Andreas Speit Der rechte Rand: Wie die NPD in Neumünster Präsenz zeigt
Die NPD hat in Schleswig-Holstein an Bedeutung verloren. Der Wahl- und auch Szenezuspruch ist gering. Doch es gibt eine Ausnahme: Neumünster.
In der kreisfreien Stadt tritt die älteste rechtsextreme Partei Deutschlands immer wieder mit öffentlichen Aktionen auf und sucht die politische Auseinandersetzung.

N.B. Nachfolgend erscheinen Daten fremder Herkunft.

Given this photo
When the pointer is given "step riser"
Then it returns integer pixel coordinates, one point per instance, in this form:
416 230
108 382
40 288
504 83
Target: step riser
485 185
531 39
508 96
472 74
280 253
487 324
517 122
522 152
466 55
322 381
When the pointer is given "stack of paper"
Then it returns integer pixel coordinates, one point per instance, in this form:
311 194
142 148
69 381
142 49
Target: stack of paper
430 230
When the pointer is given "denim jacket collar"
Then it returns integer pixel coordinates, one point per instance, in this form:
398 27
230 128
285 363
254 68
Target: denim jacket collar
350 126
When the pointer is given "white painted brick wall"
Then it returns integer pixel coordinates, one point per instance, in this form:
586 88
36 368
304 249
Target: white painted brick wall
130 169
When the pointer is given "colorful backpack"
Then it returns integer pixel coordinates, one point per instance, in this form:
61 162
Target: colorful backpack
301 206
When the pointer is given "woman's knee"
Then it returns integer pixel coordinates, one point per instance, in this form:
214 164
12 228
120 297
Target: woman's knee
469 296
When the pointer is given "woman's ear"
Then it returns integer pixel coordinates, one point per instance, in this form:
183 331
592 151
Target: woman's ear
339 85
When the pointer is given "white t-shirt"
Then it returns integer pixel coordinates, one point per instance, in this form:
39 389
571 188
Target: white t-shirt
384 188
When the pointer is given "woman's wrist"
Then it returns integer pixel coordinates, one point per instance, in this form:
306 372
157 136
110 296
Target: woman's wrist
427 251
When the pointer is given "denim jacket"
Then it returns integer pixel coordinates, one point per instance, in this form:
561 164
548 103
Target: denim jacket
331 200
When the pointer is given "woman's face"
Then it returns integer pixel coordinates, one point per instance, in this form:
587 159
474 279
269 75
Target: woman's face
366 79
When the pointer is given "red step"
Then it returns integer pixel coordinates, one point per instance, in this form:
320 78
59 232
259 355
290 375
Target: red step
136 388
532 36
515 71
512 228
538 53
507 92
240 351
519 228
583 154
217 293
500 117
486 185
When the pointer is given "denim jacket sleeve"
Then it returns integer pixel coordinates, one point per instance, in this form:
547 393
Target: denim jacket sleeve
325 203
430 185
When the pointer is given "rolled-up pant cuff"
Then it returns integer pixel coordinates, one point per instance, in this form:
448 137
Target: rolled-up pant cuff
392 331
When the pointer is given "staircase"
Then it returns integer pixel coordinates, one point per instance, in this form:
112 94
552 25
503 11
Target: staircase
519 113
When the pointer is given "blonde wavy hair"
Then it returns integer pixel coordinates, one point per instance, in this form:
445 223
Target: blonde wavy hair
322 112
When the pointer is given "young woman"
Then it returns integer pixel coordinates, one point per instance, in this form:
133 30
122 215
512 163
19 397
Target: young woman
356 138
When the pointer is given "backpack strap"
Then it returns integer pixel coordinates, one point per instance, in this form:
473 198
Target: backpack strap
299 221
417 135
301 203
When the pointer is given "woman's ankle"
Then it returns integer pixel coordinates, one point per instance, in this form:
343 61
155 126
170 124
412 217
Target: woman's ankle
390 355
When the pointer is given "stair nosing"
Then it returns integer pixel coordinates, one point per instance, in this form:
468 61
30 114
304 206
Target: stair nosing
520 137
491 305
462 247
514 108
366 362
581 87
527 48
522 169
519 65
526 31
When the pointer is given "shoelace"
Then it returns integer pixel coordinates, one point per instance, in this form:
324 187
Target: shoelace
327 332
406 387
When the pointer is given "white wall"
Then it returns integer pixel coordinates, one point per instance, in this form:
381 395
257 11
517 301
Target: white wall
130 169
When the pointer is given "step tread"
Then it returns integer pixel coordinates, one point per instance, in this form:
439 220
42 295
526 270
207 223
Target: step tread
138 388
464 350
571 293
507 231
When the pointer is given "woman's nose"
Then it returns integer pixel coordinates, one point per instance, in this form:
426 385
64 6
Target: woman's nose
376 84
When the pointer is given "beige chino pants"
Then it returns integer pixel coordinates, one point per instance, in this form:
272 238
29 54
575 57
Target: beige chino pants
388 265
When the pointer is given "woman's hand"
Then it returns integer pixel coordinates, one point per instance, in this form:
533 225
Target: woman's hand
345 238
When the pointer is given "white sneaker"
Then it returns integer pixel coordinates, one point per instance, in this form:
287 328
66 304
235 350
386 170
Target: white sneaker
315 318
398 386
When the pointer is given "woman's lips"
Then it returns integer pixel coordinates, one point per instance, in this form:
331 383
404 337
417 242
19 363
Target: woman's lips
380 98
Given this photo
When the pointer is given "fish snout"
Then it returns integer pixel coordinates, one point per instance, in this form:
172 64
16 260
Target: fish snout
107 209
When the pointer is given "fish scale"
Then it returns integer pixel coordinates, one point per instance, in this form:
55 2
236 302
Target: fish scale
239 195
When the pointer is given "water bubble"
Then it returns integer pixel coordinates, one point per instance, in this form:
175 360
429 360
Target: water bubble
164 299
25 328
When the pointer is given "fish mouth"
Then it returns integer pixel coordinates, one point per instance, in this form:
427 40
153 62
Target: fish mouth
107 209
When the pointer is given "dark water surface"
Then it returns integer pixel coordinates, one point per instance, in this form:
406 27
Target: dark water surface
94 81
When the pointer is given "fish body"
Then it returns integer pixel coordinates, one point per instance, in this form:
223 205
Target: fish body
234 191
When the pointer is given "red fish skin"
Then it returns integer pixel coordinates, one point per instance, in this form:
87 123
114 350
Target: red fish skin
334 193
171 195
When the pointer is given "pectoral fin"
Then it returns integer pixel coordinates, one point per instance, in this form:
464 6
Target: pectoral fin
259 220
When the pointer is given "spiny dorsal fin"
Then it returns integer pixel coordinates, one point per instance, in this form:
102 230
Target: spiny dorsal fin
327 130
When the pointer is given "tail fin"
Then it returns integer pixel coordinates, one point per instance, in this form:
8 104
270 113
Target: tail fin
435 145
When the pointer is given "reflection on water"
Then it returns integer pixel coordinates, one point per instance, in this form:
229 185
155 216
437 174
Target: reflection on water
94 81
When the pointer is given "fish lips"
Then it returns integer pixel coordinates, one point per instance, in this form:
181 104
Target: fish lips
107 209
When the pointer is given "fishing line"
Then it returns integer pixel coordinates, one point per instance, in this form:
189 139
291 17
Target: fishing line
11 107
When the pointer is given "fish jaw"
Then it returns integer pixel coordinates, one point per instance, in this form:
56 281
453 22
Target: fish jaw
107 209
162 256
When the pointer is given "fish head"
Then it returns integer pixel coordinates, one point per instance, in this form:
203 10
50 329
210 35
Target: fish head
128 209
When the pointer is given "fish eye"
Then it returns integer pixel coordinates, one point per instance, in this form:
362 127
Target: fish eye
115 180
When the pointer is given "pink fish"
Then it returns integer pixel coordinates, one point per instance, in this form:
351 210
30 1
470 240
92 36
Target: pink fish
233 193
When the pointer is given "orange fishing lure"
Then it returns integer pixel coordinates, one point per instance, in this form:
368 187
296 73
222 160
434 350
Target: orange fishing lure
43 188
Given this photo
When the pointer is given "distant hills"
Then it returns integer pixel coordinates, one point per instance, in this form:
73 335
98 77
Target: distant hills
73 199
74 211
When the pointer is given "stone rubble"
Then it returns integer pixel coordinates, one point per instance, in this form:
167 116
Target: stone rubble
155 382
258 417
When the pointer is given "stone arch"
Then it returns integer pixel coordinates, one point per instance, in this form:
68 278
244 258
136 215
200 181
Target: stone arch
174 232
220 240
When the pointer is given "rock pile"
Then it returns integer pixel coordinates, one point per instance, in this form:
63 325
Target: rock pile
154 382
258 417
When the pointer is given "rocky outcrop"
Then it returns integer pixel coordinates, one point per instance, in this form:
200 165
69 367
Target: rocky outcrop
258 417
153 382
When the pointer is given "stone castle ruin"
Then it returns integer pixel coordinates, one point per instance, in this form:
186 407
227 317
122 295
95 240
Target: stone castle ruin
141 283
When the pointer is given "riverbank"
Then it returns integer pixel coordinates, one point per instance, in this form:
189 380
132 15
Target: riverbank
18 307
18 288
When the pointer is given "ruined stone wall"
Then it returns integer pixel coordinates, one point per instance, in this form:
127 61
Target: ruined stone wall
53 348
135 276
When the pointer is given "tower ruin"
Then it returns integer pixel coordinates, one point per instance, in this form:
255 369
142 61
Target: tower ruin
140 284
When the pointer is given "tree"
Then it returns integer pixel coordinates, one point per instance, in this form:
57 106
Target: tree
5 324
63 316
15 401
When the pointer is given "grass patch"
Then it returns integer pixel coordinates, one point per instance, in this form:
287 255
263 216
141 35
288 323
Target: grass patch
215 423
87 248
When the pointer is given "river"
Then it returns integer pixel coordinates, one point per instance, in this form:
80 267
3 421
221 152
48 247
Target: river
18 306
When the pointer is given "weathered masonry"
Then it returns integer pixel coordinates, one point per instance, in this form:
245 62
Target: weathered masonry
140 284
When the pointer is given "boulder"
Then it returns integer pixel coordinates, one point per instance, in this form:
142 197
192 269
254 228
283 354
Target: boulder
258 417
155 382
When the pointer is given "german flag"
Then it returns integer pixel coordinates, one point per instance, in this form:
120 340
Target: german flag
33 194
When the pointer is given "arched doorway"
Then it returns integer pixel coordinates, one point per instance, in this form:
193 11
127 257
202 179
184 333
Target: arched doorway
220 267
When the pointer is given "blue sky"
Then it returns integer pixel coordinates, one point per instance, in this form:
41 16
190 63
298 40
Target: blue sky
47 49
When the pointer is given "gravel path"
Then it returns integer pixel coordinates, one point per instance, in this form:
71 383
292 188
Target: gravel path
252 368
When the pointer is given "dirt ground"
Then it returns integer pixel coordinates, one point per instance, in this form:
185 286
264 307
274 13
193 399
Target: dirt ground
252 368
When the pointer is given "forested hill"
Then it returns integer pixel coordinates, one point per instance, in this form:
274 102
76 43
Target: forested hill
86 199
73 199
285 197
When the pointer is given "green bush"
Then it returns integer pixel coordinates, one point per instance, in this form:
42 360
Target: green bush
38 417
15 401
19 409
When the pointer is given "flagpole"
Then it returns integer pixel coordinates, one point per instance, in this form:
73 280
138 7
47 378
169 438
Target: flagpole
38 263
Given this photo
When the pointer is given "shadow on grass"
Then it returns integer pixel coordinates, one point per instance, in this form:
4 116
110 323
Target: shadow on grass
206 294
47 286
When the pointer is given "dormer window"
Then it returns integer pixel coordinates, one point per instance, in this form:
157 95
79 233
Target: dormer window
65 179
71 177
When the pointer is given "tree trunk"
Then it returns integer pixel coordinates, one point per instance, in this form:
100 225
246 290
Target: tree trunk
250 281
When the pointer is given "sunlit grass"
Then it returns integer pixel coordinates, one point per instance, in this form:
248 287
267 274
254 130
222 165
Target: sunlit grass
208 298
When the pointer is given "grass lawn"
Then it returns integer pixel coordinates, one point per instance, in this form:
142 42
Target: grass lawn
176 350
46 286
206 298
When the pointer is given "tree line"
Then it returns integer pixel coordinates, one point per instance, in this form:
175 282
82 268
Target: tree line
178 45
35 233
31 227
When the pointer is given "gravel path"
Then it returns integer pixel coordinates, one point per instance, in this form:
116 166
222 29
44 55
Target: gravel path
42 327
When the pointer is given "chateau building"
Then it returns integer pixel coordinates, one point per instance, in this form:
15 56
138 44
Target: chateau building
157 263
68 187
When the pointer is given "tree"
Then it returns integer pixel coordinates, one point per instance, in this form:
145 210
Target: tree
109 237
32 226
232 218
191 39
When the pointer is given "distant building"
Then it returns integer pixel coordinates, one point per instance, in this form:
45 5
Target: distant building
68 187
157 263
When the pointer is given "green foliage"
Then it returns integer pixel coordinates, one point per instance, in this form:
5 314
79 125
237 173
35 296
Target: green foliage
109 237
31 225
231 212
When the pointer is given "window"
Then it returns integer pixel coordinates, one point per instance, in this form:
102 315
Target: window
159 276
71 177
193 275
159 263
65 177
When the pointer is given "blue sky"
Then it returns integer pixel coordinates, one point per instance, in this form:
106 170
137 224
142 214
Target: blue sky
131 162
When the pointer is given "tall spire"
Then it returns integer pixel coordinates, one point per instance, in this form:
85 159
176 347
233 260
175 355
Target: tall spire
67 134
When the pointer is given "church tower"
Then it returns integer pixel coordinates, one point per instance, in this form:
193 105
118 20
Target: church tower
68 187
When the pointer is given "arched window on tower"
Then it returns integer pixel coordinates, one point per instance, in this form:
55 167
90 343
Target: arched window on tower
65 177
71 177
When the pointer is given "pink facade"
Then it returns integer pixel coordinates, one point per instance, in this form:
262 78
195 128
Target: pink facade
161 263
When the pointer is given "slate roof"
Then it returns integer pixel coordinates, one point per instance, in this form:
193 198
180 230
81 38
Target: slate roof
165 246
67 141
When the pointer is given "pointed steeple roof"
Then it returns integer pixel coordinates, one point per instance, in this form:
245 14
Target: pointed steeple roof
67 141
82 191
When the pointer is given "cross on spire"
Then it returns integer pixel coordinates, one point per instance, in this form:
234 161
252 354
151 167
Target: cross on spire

Zuletzt beim Besuch des Landesinnenministers Hans-Joachim Grote (CDU) bei einer Bürgerversammlung zur Erweiterung der Erstaufnahmeunterkunft. An die 450 Besucher kamen in die Stadthalle, um sich über den geplanten Ausbau zu informieren und zu diskutieren. Die NPD wollte an diesem 24. September aber nicht mitreden. Stattdessen hielten Anhänger vor der Stadthalle ein Banner hoch: „1.500 Asylanten – Wir sagen Nein“ und verteilten Flugblätter. Auch bei der Unterkunft verteilten sie ihre Hetzschriften. „Ich kann auf das Gerede des Herrn Innenministers gut verzichten, es ist ja schon klar, wo die Reise hingehen soll“, schrieb Mark Proch, NPD-Fraktionsvorsitzender, auf der NPD-Webseite: „Nur die NPD spricht sich konsequent gegen eine Erweiterung aus.“
Proch war zwar nicht in der Halle, er weiß aber dennoch zu berichten, dass Anwohner einen Wertverlust ihrer Häuser fürchten, dass Frauen Ängste vor sexuelle Übergriffen äußerten, dass ein Polizeibeamter berichtete, dass seine 85-jährige Mutter sich nicht mehr alleine in die Innenstadt traue und Bewohner den „Verlust der Identität“ und die „mangelnde Rückführung“ beklagten. „Anwesende Bürger“ hätten ihm zudem erzählt, dass der Innenminister auf „diese Sorgen und Befürchtungen“ nur „oberflächlich“ eingegangen wäre.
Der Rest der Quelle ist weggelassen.